The vaping industry has been in the news quite a lot over the last few months lately, and unfortunately, it hasn’t been for good reasons, at least as far as vapers are concerned. Currently, we’re dealing with new legislation that bans flavored e-liquid cartridges, in addition to an increase in the age requirement for obtaining nicotine products. Now, more and more states are suggesting raising the taxes on vaping products, and all of this is supposedly influenced by a need to curb teen vaping. Or, so legislators say.
So, what’s going on with the taxes on vaping, and does it impact your state? Today, we’ll be attempting to answer these questions as thoroughly as possible, while also demonstrating the real probable motivations behind raising the taxes on vaping products, state by state.
Increased Taxes Throughout the United States
As it stands, the United States does not have a tax on vaping products. In other words, there is no federal tax on e-liquids, e-cigarettes and all other vape-related goods. However, states have been given authority to take matters into their own hands and taxing goods as they see fit.
Now, for a while, vapers had little to complain about regarding the taxes on vaping products. After all, with such astronomical taxes on cigarettes across the country, vaping remained far more affordable due to relatively low taxes.
However, states are becoming more proactive, or at least so they claim, against what they consider to be an epidemic of vaping among minors. And, one way that they’re attempting to curb teen vaping is by raising the taxes on vaping products. This shouldn’t come as to much of a surprise after states have been issuing flavor bans, one by one, due to the fear-mongering of news outlets claiming that e-cigarettes cause respiratory illnesses, despite the fact that these illnesses have been completely linked to THC cartridges which have absolutely nothing to do with the commercial vaping industry.

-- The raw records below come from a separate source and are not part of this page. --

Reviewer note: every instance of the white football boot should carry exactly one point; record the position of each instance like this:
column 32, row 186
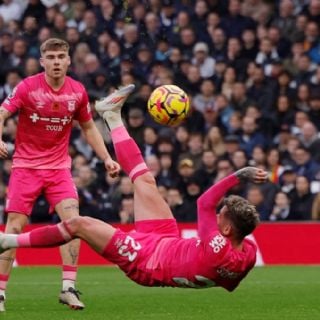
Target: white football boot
column 71, row 298
column 114, row 101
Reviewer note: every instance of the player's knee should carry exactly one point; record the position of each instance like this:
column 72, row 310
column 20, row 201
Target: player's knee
column 148, row 178
column 14, row 226
column 76, row 225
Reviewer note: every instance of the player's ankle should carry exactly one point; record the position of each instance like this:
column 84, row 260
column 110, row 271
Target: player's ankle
column 113, row 118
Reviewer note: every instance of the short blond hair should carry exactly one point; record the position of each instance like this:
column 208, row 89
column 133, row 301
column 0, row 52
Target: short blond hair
column 54, row 44
column 243, row 215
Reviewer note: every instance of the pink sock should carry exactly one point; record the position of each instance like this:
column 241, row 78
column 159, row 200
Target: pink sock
column 69, row 272
column 48, row 236
column 128, row 153
column 3, row 281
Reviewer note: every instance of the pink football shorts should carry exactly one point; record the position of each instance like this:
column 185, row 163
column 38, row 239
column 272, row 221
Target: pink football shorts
column 26, row 185
column 131, row 251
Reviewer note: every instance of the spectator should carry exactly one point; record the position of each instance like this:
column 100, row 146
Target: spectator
column 250, row 136
column 288, row 180
column 304, row 164
column 207, row 171
column 214, row 141
column 195, row 149
column 202, row 59
column 301, row 200
column 281, row 208
column 205, row 99
column 179, row 207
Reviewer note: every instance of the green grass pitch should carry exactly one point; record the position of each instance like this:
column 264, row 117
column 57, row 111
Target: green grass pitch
column 268, row 293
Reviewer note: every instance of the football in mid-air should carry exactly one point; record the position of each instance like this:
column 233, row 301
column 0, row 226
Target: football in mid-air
column 168, row 105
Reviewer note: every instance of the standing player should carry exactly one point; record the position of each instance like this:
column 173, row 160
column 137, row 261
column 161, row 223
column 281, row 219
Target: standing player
column 154, row 254
column 47, row 104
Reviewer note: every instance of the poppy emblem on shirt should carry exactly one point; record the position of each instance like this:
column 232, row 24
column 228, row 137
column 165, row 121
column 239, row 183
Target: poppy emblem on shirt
column 71, row 105
column 55, row 106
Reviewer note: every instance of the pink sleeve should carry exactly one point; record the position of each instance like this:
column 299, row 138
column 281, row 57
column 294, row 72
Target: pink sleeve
column 15, row 100
column 83, row 113
column 207, row 205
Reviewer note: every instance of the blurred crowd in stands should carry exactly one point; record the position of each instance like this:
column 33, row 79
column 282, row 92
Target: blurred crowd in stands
column 250, row 67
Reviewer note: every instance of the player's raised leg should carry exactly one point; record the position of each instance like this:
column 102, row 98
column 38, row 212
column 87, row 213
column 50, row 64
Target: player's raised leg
column 15, row 224
column 95, row 232
column 69, row 296
column 148, row 203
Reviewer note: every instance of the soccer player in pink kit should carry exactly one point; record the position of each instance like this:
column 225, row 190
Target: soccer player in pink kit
column 154, row 254
column 47, row 104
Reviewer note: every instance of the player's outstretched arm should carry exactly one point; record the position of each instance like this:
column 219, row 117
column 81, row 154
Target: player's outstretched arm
column 252, row 174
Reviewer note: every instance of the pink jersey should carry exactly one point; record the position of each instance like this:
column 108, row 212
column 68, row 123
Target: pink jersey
column 164, row 259
column 45, row 121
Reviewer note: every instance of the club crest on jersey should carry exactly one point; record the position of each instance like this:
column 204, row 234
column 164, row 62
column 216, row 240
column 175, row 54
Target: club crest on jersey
column 71, row 105
column 55, row 106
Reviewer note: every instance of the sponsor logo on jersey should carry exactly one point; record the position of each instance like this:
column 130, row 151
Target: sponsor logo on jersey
column 55, row 106
column 71, row 105
column 225, row 273
column 217, row 243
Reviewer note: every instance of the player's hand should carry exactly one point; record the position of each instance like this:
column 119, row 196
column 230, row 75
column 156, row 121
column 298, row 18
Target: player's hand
column 3, row 150
column 252, row 174
column 112, row 167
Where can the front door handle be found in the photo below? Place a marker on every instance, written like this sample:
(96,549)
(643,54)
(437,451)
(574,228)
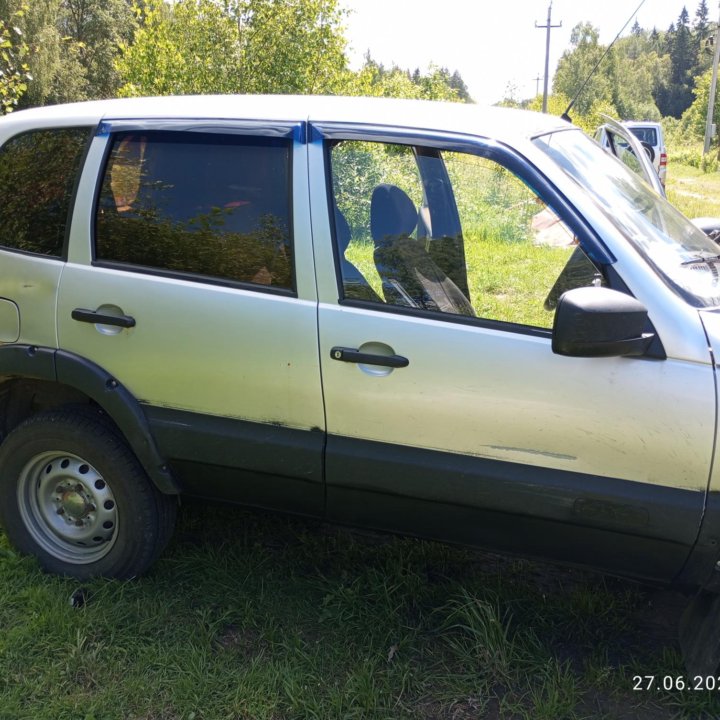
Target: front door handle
(353,355)
(99,318)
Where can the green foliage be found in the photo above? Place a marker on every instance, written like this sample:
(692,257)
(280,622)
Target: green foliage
(14,69)
(187,48)
(247,46)
(72,44)
(574,69)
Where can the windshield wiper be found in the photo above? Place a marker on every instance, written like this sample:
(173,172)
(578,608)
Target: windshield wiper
(707,259)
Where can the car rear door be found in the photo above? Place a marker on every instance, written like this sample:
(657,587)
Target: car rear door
(190,280)
(466,426)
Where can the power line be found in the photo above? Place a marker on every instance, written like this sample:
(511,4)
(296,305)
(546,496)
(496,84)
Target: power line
(547,27)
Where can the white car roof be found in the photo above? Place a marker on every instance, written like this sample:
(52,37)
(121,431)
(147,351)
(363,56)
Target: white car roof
(498,123)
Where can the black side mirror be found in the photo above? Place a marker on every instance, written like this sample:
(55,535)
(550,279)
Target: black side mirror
(599,322)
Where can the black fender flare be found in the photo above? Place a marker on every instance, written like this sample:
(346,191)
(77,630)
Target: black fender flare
(75,371)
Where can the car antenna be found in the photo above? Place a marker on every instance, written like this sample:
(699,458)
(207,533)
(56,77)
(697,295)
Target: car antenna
(566,114)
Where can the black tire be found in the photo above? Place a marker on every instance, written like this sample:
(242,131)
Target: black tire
(74,495)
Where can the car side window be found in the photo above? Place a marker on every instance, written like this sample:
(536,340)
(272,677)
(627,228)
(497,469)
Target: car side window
(211,206)
(38,172)
(470,238)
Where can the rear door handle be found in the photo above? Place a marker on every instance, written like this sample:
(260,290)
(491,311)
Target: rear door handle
(353,355)
(98,318)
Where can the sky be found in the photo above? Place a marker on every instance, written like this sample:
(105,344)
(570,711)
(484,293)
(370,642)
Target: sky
(494,44)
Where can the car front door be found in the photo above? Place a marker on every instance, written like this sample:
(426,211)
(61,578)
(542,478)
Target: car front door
(448,414)
(190,280)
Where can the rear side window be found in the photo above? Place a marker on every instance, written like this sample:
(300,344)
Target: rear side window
(648,135)
(210,205)
(38,172)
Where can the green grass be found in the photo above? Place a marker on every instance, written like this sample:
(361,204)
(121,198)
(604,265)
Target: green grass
(694,193)
(495,266)
(256,617)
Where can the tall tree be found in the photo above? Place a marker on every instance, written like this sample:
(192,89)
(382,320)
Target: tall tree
(574,69)
(14,70)
(72,47)
(675,96)
(250,46)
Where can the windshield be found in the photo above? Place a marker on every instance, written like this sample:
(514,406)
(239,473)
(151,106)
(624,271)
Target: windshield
(683,255)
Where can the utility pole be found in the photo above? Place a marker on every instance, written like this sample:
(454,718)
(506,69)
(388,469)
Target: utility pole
(713,86)
(537,80)
(547,27)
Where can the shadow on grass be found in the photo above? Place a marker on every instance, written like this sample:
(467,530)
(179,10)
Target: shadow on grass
(249,615)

Just several days ago, it was announced that Minnesota has introduced a tax on vaping products, being one of over 20 states to do so. What’s interesting is that data shows that after Minnesota began taxing e-cigarettes and the like, the number of tobacco cigarette users increased. Wouldn’t that be an undesirable outcome, as we know that cigarettes kill hundreds of thousands of people each year, while no such data regarding vaping exists?

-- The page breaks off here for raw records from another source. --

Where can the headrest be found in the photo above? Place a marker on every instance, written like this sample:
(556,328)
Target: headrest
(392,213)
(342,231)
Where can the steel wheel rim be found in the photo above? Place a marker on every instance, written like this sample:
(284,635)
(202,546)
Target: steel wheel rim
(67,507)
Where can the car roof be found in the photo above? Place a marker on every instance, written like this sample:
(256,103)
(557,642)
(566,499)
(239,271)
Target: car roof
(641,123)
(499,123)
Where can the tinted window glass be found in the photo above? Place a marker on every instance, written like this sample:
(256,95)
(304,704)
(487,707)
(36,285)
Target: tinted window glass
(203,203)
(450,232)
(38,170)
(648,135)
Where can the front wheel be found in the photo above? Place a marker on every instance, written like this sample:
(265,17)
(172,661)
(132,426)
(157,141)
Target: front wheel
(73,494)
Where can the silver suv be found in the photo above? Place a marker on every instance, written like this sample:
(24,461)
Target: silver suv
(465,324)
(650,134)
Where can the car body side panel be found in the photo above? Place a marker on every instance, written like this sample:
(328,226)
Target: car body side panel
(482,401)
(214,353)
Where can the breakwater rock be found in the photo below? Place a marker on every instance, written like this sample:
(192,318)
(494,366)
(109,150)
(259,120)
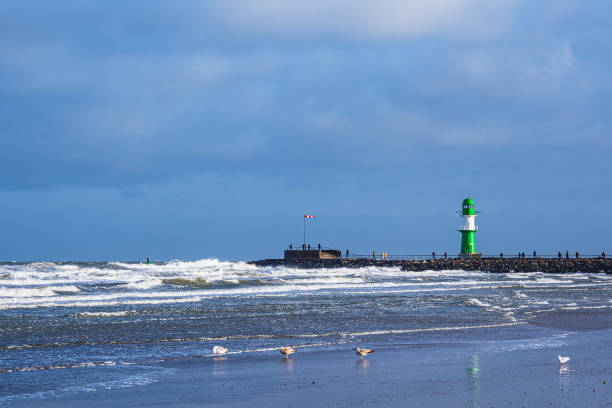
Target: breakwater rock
(498,265)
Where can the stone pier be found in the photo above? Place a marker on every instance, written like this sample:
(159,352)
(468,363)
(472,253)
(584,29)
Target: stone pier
(497,265)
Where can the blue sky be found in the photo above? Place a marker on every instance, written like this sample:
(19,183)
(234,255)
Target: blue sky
(207,129)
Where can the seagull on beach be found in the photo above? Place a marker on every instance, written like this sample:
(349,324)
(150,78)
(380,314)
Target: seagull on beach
(219,351)
(286,350)
(363,352)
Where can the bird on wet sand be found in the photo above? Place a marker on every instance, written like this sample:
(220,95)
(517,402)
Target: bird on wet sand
(362,352)
(286,350)
(219,351)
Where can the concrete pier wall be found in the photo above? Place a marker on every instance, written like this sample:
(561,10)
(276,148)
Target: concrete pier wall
(499,265)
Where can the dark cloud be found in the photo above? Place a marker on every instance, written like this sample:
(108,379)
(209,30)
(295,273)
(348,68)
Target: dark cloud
(264,107)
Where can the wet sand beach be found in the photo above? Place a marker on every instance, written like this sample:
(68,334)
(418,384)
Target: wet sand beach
(431,373)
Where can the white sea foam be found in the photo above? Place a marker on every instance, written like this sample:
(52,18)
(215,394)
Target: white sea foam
(105,314)
(45,291)
(476,302)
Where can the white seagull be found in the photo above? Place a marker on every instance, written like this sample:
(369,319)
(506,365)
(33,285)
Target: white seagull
(219,351)
(287,350)
(363,352)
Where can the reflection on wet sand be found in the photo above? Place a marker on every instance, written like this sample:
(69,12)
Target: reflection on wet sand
(473,371)
(287,364)
(363,367)
(564,377)
(220,366)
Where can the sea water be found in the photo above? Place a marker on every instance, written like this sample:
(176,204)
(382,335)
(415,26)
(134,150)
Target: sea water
(67,328)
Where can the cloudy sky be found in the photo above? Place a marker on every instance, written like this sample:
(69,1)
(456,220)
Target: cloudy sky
(193,129)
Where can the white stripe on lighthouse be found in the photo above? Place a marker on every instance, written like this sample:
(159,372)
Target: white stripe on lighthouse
(470,222)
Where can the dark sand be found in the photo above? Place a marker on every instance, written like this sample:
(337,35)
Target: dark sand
(388,378)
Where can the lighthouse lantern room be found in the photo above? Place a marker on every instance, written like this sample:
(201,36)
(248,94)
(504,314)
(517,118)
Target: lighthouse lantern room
(469,228)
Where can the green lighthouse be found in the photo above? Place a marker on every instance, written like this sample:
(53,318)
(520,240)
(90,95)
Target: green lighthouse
(469,228)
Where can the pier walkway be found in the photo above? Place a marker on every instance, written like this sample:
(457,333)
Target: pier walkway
(585,264)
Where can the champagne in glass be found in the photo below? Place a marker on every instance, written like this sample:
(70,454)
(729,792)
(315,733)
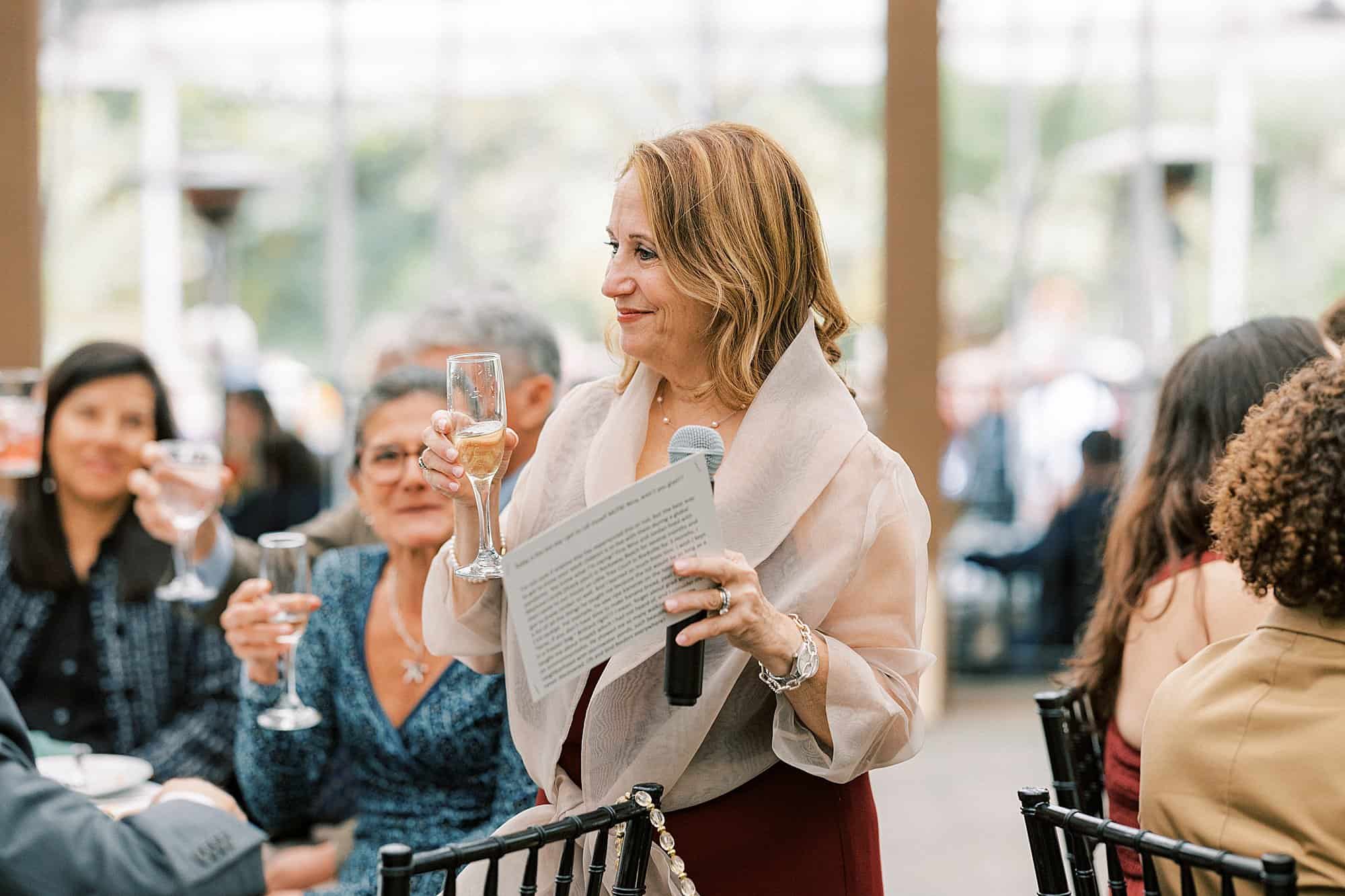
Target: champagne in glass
(189,482)
(477,395)
(284,564)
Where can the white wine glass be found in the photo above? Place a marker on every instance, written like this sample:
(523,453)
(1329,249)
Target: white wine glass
(477,400)
(189,481)
(284,564)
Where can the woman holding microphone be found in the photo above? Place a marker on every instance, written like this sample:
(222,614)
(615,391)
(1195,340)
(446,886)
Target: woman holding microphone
(727,318)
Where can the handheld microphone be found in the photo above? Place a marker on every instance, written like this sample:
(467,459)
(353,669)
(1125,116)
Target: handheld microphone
(684,667)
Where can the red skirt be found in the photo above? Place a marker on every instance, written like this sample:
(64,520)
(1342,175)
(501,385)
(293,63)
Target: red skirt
(783,831)
(1121,772)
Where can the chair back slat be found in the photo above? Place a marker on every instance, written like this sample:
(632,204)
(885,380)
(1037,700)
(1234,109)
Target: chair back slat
(529,885)
(397,864)
(1116,876)
(1046,846)
(1074,748)
(1277,873)
(566,872)
(634,862)
(1281,874)
(1151,876)
(493,879)
(1082,865)
(598,866)
(1188,881)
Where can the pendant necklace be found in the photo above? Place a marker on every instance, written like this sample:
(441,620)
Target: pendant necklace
(414,667)
(658,396)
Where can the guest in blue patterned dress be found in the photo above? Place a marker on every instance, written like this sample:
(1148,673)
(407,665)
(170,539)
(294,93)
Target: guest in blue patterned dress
(428,737)
(87,650)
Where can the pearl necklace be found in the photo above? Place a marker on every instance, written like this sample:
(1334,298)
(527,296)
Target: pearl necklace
(414,667)
(658,397)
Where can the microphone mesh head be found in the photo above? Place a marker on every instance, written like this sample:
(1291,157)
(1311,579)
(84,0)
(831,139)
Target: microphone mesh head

Of course, the amount of taxes placed on vaping products differs from state to state. In fact, Vermont recently placed a 92 percent tax on e-cigarette products, which is pretty astronomical. It goes without saying that these high taxes are going to hurt the vaping industry, which is deeply concerned with trying to get people off of cigarettes for good.

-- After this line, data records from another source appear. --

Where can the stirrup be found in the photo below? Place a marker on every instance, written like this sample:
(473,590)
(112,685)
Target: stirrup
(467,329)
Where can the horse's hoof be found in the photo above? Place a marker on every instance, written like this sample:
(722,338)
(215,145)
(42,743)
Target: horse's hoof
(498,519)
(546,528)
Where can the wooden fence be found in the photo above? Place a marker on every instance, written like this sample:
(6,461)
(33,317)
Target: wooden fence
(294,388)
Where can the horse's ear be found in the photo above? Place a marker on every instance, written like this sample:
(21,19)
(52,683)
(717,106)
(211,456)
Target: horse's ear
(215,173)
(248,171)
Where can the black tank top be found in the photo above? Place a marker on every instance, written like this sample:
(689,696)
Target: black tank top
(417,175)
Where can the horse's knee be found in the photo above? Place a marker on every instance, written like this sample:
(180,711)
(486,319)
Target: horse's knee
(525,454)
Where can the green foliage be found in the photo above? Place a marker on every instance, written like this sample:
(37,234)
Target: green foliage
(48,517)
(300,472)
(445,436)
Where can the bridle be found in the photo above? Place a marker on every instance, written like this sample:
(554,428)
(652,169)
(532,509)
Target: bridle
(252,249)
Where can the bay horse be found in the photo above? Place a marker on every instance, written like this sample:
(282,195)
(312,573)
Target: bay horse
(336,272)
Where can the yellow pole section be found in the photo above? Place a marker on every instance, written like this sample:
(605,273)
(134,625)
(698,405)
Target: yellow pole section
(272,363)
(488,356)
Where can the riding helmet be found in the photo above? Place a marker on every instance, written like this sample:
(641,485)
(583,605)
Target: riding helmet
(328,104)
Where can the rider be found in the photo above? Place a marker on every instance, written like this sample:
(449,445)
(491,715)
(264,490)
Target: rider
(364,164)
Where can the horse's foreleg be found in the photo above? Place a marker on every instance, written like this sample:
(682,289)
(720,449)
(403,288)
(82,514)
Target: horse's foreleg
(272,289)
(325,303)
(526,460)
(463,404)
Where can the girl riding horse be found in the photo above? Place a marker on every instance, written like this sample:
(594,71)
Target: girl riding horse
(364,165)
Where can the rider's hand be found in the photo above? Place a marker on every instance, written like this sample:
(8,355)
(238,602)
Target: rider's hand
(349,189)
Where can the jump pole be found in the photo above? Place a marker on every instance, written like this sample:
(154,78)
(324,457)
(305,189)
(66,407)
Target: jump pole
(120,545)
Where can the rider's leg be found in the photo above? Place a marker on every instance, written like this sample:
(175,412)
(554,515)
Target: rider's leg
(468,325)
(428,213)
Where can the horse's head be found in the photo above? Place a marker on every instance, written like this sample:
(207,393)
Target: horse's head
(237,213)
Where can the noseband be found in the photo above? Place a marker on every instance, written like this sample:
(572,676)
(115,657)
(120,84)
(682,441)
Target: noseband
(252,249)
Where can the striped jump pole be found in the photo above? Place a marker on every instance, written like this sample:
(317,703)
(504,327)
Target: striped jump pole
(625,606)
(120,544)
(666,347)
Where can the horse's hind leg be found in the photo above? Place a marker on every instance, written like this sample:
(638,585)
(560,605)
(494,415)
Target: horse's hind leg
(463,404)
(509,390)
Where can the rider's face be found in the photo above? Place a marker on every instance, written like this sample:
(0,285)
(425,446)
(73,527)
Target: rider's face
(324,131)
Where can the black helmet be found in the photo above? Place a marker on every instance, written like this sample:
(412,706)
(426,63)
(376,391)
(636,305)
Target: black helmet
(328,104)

Are These States Trying to Curb Teen Vaping?
Vapers who have been paying attention to news stories regarding the industry don’t have to reach too much in order to see hypocrisy among elected officials who advocate against vaping. According to legislators, the changes in law to make vaping less accessible are directly linked to a desire to curb teen vaping. Yes, it’s true that minors have been able to access vaping products, although this is really not the fault of the industry, but individual vendors who do not enforce the law regarding the age limit. The vaping industry has never attempted to market their products toward teenagers, although it’s understandable that certain flavors of e-liquid products may appeal to young people.
So, are these new vape taxes truly motivated by a wish to stop young people from using e-cigarette products? Well, of course, we can’t say for certain whether or not this is the case. But what we do know is that states are losing money on vaping. For one thing, states make a good amount of money off of the high taxes that are placed on cigarette products. The more people abandon cigarettes and switch to vaping, the less revenue states receive from the taxes on cigarettes. So, it’s easy to understand why states would have financial interest in trying to keep people hooked on tobacco.
Then, there’s MSA money, which refers to the Master Settlement Agreement from back in 1998. After numerous lawsuits hit the tobacco industry, the five leading tobacco companies made a deal with 46 states that if they dropped the lawsuits, the states would receive hundreds of billions of dollars to be allocated toward various means to get state citizens off of cigarettes. The problem is that states tend to abuse this money by allocating it toward other things, which means that they’re heavily dependent on this money. And, guess what? The money that each state gets per year from the MSA is determined by how many people are using cigarette products. The more cigarettes are sold in a state per year, the more money the state gets from the agreement. So, it’s safe to conclude that these new taxes on vaping products are an effort to ensure that states keep getting money from big tobacco sales.
Ulterior Motives Behind New Taxes On E-Cigs and Other Vaping Products is Crystal Clear
Whether altruistic or not, these taxes directly harm the vaping industry, and individual vapers even more. However, for the time-being, it seems inevitable that taxes on vape products will rise as legislation cracks down on vaping more and more throughout the country.